THE BLOG
10/12/2008 05:12 am ET Updated Dec 06, 2017

Balanced Life: Eleven Tips That I'm Using to "Eat Very Right" (and Cut Calories).

Scale2 For the month of September, I've resolved to "eat very right." I wouldn't be able to eat this right forever -- and I wouldn't even try -- but I decided to take a boot-camp approach to cleaning up my eating habits.

1. No sweets. Not even a bite. I gave up my beloved Tasti D-Lite - ah, I miss it. I'd already pretty much given up food like cookies and cupcakes, but boy, I do love to eat candy. For mini Tootsie-Rolls, Peppermint Patties, butterscotch disks, etc, I'll have to wait until November.

2. When possible, choose fruits and vegetables, and after that, lean protein. So if I have a choice between rice and roasted vegetables, I choose vegetables. If I have a choice between pasta and fish, I choose fish.

3. Only one bowl of cereal a day. I love cereal and would eat it at every meal. Also, I do the bottomless-cereal-bowl trick, where I eat all the cereal, and when I see the milk that's left over, I fill the bowl with cereal again to use it up. Not this month.

4. Nothing in the cracker/pretzel family.

5. Keep tempting food in an inconvenient place, keep healthy food in a convenient place. When I'm hungry, everything looks good. If I see a lovely fruit salad ready to eat in the fridge, that's what I'll want to eat.

6. No juice and no alcohol.

7. No "bites" of other people's food. I take one bite of the Little Girl's grilled-cheese sandwich, then another, and then pretty soon I've eaten half a sandwich.

9. Eat at home whenever possible. My brother-in-law worked at a restaurant, and he told me that whatever you might order, and however it might be prepared, it has tons of butter on it.

10. No bread from a bread basket, and no bread as a snack.
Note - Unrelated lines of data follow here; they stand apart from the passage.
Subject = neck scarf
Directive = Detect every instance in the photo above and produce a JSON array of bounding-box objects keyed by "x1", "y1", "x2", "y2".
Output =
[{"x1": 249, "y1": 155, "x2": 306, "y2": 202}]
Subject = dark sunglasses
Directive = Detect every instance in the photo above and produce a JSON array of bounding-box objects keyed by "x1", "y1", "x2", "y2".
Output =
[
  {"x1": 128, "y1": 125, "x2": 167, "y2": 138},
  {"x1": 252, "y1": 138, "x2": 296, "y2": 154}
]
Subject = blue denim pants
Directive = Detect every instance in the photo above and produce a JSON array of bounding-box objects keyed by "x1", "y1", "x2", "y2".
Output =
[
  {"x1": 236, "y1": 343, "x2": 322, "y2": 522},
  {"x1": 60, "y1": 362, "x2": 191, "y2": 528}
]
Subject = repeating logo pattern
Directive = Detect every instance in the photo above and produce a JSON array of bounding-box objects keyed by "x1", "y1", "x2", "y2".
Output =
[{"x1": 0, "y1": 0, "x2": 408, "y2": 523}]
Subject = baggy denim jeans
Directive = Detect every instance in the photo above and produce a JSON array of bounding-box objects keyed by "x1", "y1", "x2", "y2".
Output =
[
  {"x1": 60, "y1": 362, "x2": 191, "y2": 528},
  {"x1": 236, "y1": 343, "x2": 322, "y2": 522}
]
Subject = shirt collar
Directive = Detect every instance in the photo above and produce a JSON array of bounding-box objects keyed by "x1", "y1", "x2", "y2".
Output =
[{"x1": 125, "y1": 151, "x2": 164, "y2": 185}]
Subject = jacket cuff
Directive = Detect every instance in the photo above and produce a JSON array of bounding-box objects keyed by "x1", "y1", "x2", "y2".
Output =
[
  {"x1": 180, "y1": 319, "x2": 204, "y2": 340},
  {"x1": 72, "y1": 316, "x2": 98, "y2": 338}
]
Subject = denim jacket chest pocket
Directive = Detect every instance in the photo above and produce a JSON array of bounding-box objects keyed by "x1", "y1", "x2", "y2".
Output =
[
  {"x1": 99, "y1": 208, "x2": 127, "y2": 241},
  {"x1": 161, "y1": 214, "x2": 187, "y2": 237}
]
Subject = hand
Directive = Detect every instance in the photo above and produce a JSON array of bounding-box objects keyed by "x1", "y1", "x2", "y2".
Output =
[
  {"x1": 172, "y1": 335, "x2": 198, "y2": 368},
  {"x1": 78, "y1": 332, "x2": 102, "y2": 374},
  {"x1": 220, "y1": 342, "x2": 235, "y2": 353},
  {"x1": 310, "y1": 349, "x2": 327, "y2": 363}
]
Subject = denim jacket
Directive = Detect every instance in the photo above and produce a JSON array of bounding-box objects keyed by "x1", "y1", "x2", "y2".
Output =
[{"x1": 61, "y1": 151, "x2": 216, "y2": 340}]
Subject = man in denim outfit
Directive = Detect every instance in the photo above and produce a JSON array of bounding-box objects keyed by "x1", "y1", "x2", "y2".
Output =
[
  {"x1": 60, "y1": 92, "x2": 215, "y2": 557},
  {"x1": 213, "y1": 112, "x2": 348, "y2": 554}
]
Well, except that sometimes, when I really need a quick, fast snack that I can eat on the run, I toast a whole-wheat pita pocket and eat that.

11. Don't eat when I'm not hungry; eat as soon as I do get hungry.
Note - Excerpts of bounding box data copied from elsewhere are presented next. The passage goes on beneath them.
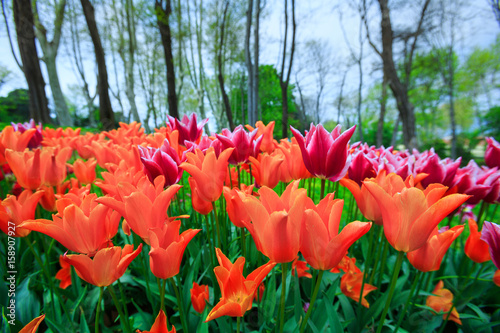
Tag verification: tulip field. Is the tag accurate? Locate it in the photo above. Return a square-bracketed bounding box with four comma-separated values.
[0, 114, 500, 333]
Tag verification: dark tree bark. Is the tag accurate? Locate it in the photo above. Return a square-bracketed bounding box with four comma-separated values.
[13, 0, 52, 124]
[81, 0, 115, 130]
[364, 0, 430, 150]
[217, 1, 235, 131]
[279, 0, 297, 139]
[377, 75, 387, 147]
[155, 0, 179, 119]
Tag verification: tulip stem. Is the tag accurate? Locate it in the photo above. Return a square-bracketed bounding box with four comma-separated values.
[212, 206, 222, 249]
[319, 179, 326, 200]
[23, 235, 72, 323]
[377, 251, 405, 333]
[279, 262, 288, 333]
[95, 287, 104, 333]
[170, 277, 189, 332]
[394, 271, 422, 333]
[108, 284, 132, 333]
[300, 270, 325, 333]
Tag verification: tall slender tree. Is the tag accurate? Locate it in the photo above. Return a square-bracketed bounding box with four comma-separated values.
[80, 0, 115, 130]
[32, 0, 73, 126]
[279, 0, 297, 138]
[155, 0, 179, 118]
[12, 0, 52, 124]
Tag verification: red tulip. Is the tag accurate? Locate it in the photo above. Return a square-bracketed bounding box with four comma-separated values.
[167, 113, 208, 145]
[149, 220, 201, 279]
[242, 181, 307, 263]
[407, 225, 464, 272]
[0, 190, 43, 237]
[363, 174, 469, 252]
[464, 219, 491, 264]
[291, 124, 356, 182]
[63, 243, 142, 287]
[425, 281, 462, 325]
[137, 310, 176, 333]
[205, 248, 276, 322]
[216, 125, 262, 165]
[484, 137, 500, 169]
[481, 221, 500, 269]
[190, 282, 210, 313]
[300, 193, 371, 270]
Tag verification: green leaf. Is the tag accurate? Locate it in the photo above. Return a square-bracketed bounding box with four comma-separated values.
[15, 277, 39, 325]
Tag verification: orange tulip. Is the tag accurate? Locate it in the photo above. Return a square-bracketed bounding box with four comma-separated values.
[340, 170, 386, 225]
[180, 147, 233, 202]
[5, 148, 42, 190]
[242, 180, 307, 263]
[278, 138, 312, 180]
[300, 193, 372, 270]
[137, 310, 176, 333]
[190, 282, 210, 313]
[340, 258, 377, 308]
[0, 190, 43, 237]
[21, 193, 120, 256]
[425, 280, 462, 325]
[224, 186, 250, 228]
[40, 147, 72, 186]
[205, 248, 276, 322]
[249, 154, 284, 188]
[363, 173, 470, 252]
[188, 177, 214, 215]
[73, 158, 97, 185]
[493, 269, 500, 287]
[245, 120, 276, 154]
[292, 256, 312, 279]
[0, 126, 36, 160]
[56, 255, 71, 289]
[63, 243, 142, 287]
[464, 219, 491, 264]
[97, 174, 181, 244]
[149, 220, 201, 279]
[407, 225, 464, 272]
[19, 314, 45, 333]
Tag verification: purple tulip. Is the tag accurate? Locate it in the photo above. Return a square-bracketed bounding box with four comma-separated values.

When I told my sister about the changes I was making, she said, "You basically eat very well. Why cut this stuff out altogether? You can have treats once in a while. It's a more sustainable way to eat."

Well, yes and no. I wouldn't want to try to live by these rules forever, but the fact is, it's easier for me to give things up altogether than to indulge moderately. I agree with Samuel Johnson, who wrote, "Abstinence is as easy to me as temperance would be difficult."

Take Tasti D-Lite, which I was eating twice, sometimes three times, a day. It's easier for me to give up Tasti D-Lite altogether than to eat it three times a week. I'd spend way too much energy thinking about whether I should have it today, or tomorrow, or now, or later this afternoon, or whether this cone should "count" or whether I should get a freebie for some reason. For me, a happier approach is to give it up altogether, so I don't fret about it.

Speaking of Tasti D-Lite, it's a good example of how something that's allegedly healthier for you can actually lead you to make less healthy choices. I would never, in a million years, eat an ice-cream cone every day. But because Tasti D-Lite doesn't "count" as ice cream, or a "real" dessert, I eat a ton of it.

In the same way, when I gave up fake food, I realized that although I'd never eat a candy bar every day, I was eating "health bars" every day, when I would have been better off eating real food, like soup or salad or a smoothie, instead.

Have you found any tips to help yourself to "eat very right"?